🤖 AI Summary
Existing language model (LM) agents lack systematic integration with reinforcement learning (RL), particularly in multi-turn interactive settings where scalability and algorithmic flexibility remain challenging to reconcile. This paper introduces AgentFly, a modular RL training framework tailored for LM-based agents. Our approach addresses these challenges through three key innovations: (1) a decorator-based unified interface enabling plug-and-play integration of tools, reward functions, and RL algorithms; (2) a token-level masking mechanism that supports fine-grained action-space control and efficient adaptation of standard RL methods to LM-generated outputs; and (3) asynchronous execution coupled with centralized resource management, ensuring stable, high-throughput training under multi-turn interaction. Experiments demonstrate that AgentFly significantly enhances agent autonomy in complex decision-making tasks while maintaining strong scalability and generalization across diverse environments and RL algorithms.
📝 Abstract
Language model (LM) agents have gained significant attention for their ability to autonomously complete tasks through interactions with environments, tools, and APIs. LM agents are primarily built with prompt engineering or supervised finetuning. At the same time, reinforcement learning (RL) has been explored to enhance LM's capabilities, such as reasoning and factuality. However, the combination of the LM agents and reinforcement learning (Agent-RL) remains underexplored and lacks systematic study.

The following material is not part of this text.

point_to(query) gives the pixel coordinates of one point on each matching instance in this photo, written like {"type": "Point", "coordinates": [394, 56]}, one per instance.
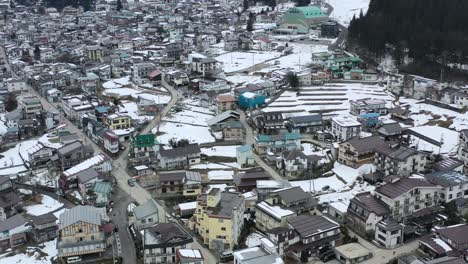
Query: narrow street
{"type": "Point", "coordinates": [250, 140]}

To this end, we built AgentFly, a scalable and extensible Agent-RL framework designed to empower LM agents with a variety of RL algorithms. Our framework supports multi-turn interactions by adapting traditional RL methods with token-level masking. It features a decorator-based interface for defining tools and reward functions, enabling seamless extension and ease of use. To support high-throughput training, we implement asynchronous execution of tool calls and reward computations, and design a centralized resource management system for scalable environment coordination. We also provide a suite of prebuilt tools and environments, demonstrating the framework's effectiveness through successful agent training across multiple tasks.